# OpenOffice 1.0.2 deutsch mit Thesaurus und Vorlagen [ebuild]

## Ravage

Hi,

habe für OpenOffice 1.0.2 deutsch ein ebuild mit Thesaurus und Vorlagen erstellt. (Binary Version !)

Viel Spaß damit,

wer's nutzen möchte   :Arrow:  http://www.darav.de/gentoo/index.html

Rav

----------

## naggeldak

danke, ich werd's mal testen  :Smile: 

edit:

funktionierte fast einwandfrei, allerdings passen die links in /usr/bin nichtmehr, die musste ich von hand korrigieren. sie zeigten alle noch auf ~/.OpenOffice.Org.1.0.1/.... anstatt 1.0.2.Last edited by naggeldak on Wed Mar 26, 2003 5:15 pm; edited 1 time in total

----------

## Ulli Ivens

I'm emerging....

Schreibst du auch noch einen Bugreport damit das ebuild in den Portage Tree aufgenommen wird ??

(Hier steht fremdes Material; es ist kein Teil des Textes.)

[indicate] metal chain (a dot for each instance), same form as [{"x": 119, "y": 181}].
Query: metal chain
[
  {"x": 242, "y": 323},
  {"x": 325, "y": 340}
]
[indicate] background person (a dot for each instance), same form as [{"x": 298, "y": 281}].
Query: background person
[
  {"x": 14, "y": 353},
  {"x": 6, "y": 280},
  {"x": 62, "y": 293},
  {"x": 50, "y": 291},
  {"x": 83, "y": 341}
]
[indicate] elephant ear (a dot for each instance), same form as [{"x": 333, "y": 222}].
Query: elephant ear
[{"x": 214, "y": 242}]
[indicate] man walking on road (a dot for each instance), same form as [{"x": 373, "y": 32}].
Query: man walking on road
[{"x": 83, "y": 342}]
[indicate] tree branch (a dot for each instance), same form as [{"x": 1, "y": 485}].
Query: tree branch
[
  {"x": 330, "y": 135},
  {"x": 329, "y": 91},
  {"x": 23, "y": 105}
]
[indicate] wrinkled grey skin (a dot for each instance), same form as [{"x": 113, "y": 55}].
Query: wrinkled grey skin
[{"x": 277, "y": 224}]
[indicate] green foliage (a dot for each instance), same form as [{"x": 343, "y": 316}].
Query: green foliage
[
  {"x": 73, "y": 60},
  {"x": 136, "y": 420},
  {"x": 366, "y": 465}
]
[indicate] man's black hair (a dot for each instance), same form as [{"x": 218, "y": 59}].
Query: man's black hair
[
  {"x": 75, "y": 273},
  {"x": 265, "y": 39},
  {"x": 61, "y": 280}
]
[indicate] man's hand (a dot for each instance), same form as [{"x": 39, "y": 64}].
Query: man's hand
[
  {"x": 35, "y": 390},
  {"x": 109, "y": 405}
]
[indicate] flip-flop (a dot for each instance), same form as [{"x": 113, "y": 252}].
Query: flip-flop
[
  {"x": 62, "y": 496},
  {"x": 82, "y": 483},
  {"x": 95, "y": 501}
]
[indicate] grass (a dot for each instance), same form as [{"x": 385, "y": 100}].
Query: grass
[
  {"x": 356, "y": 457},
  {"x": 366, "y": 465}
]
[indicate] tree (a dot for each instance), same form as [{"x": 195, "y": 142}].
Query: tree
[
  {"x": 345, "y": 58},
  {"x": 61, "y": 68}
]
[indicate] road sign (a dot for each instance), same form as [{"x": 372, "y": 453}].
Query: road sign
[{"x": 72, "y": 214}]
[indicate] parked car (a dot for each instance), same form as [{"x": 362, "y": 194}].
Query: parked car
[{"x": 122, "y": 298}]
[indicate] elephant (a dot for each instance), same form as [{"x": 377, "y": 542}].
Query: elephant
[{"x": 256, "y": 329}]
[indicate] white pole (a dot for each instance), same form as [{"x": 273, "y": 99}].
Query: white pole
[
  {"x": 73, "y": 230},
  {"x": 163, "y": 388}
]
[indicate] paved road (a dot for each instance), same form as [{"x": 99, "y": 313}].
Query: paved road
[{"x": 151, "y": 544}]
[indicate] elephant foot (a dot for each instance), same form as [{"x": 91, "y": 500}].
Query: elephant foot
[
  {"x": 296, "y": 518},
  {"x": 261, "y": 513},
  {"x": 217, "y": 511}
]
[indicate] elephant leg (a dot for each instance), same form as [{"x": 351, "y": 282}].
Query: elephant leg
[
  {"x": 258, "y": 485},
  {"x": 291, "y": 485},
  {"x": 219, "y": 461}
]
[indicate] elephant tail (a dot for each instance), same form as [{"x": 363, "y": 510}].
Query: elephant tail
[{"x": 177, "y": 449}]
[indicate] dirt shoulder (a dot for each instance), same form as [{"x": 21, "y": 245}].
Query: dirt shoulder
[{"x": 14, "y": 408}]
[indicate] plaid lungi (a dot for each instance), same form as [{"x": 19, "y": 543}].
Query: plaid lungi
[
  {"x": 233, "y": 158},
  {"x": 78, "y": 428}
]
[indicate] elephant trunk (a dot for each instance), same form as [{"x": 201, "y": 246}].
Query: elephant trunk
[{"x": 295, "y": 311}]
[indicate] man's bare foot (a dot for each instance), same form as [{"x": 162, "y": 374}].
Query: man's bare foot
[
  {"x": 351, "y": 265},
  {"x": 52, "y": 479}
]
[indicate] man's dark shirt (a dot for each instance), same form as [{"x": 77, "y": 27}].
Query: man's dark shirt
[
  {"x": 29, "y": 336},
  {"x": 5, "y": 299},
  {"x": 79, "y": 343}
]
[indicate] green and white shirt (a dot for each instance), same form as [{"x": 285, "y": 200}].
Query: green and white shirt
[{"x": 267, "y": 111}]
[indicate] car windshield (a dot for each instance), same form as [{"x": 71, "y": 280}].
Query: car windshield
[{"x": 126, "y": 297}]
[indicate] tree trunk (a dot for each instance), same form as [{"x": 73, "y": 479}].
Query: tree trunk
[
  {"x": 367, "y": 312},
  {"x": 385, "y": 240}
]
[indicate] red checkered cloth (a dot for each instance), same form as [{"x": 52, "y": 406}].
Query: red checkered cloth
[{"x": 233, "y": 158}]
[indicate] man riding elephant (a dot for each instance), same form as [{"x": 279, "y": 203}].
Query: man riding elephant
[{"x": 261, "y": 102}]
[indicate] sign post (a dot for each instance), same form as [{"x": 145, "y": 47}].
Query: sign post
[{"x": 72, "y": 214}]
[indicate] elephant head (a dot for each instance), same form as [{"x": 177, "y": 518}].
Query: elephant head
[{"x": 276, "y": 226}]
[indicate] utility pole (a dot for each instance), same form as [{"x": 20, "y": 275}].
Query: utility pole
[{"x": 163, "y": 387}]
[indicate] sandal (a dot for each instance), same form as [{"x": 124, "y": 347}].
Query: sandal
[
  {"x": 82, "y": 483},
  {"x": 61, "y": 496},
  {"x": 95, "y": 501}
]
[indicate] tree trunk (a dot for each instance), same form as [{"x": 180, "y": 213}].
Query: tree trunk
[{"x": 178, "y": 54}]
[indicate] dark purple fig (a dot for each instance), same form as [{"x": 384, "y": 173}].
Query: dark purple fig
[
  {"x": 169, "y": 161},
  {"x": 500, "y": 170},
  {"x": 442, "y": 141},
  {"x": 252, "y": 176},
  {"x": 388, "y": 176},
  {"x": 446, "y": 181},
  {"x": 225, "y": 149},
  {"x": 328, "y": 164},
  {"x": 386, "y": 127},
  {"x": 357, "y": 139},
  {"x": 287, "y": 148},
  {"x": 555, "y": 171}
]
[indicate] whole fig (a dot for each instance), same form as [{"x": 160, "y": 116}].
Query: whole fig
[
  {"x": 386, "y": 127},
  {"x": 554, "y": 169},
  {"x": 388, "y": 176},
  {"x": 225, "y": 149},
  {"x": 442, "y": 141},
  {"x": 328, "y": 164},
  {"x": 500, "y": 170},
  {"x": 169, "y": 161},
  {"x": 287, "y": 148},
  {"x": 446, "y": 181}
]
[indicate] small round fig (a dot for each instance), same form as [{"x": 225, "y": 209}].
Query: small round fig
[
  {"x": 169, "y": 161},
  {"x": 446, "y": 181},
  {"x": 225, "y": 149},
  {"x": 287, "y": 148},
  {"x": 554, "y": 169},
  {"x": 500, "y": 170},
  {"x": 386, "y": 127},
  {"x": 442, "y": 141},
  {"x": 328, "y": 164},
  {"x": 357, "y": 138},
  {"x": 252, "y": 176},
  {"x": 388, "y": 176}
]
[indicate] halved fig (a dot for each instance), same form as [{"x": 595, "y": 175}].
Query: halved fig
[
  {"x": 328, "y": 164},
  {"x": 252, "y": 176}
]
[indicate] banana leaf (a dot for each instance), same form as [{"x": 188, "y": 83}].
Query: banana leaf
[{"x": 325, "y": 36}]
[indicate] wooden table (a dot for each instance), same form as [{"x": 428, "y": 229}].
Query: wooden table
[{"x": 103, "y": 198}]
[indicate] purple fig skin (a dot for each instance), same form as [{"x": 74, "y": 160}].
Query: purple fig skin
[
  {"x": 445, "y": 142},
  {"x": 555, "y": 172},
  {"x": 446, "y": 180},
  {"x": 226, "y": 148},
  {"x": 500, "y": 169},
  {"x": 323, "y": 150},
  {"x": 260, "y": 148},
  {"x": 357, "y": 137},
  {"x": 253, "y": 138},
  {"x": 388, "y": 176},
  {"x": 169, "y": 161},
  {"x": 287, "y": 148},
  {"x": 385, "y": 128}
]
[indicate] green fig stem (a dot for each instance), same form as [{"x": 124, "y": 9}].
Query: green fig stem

Da steht bisher noch nichts davon drin (https://bugs.gentoo.org)

EDIT: Die links passen bei mir auch nicht. War aber einfach zu korrigieren.

----------

## MIT_Service

Hooray! Werds gleich mal emergen.

Danke dafür...

edit: funktioniert wunderbar - btw: bei mir passen die links aber ich hatte vorher schon die englische 1.0.2 binary drauf, evtl liegts daran...

----------

## Ravage

Bug-Report: habe ich nicht ausgefüllt. Bei dem letzten OO-bin-de ebuild, hatte ich es gemacht, aber kam sowas wie "wir suchen eine generelle Lösung, nicht nur für deutsch."  Kann ja trotzdem jemand versuchen.

Link-Problem: es könnte sein, daß ihr eine Vorgänger-Verion installiert hattet und die Links nur nicht geändert wurden. Bei mir gings ... konnte auch auf die schnelle im ebuild nix finden, was das erklärt.

 :Rolling Eyes: 

----------

## magir

Also erst mal Danke fürs ebuild. OO auf Deutsch ist schon eine feine Sache.

Ich habe aber anderes Problem. Wenn ich die Hilfe aufrufe, dann sehe ich fast nichts. Fast bedeutet, dass die einträge die als referenzen hinterlegt sind sichtbar sind alles andere nicht. Somit kommt eine formatierte weiße Seite, wo abunzu referenzen stehen, die auch funktionieren. Dann kommt was anderes "Weißes". Weiß jemand woran es liegt?

----------

## ziwo

Hallo Ravage

THX fuers ebuild   :Very Happy: 

Mittlerweile hat sich die MD5 sum und Filegroesse von OOo-Thesaurus-snapshot.zip geaendert.

MD5: 2f737aa194ad451d4705344b0667bf19

Filesize: 347826

Aber check es selber noch mal nach!!

OO-de funzt praechtig (ok, nur kurz getestet) 

cheers 

ziwo

----------

## ddanier

Ravage:

Hey, ich seh grade, du hast auch ein lmule Paket. Schonmal versucht das in den portage tree zu bekommen? Das hätte ich da SEHR gerne  :Very Happy: 

----------

## Ravage

Danke für eure Hinweise  :Smile: 

@ziwo: Danke für den Tip ! Hatte vorhin gerade nochmal geschaut, da war schon wieder eine andere Version als du beschrieben hast online  :Smile: 

 - ebuild geupdated.

@ddanier: Nein - habe ich nicht in den Bug-Report eingetragen - das darfst du aber gern machen. (btw. auf lmule-1.1.12 geupdated)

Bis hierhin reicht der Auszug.